Music and dancing is the heartbeat of the Folk School. While students, instructors, and staff work during the week, it is at the dances and concerts when the community comes together to have fun. Free concerts are held almost every Friday night at the school and this Friday Paul and Jerry Wilson and their family will perform. Groups who play here often travel from afar to share their music, but this week the band will be coming from just down the road. Tipper Wilson writes about her memories at the Folk School:
My name is Tipper, I spend my days writing about all things Appalachian over at the Blind Pig & The Acorn. Fortunately for me-my writing abode is just down the road from the John C. Campbell Folk School.
The first time I remember being at the Folk School, I was six years old. My 2nd grade class had planned a field trip to the Folk School. My grandmother, Marie Wilson, worked in the craft shop, instead of taking the bus with the other kids I rode to work with her that morning.
Even though the years have passed quickly since then, I still vividly recall the day as the beginning of my fascination with the Folk School. First there were the wood carvings-dozens of little animal figures–any child would have been spell bound by them, there was the sliding door refrigerator with more fruit in it than I’d ever seen before, and as I wandered around and lost my way-there was the nice housekeeper who let me follow her back to my Grandmother-never scolding me for nosing around and getting lost.
Through the years the Folk School has continued to weave its way through my life. My father, Jerry Wilson, has performed at many a Fall Festival and Friday night concert. The Folk School even aided in one of the greatest achievements of his musical career-when they assisted the North Carolina Arts Council in awarding Dad and his brother the North Carolina Folk Heritage Award for their music.
The Folk School continues to be a part of my life today. For the past four years my daughters have clogged on the John C. Campbell Folk School Clogging Team and we all enjoy attending Contra Dances held at the school.

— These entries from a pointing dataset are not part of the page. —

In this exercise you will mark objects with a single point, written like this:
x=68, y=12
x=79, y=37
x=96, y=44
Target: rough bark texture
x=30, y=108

When Olive Dame Campbell opened her beloved Folk School it was primarily to help our little community of Brasstown and the surrounding area. To be sure, people from all over the world have benefited from the John C. Campbell Folk School. However, as we take our places on the stage Friday night I know Mrs. Campbell will be proud because four generations of the Wilson family, who live just down the road, have intertwined their lives with her dream.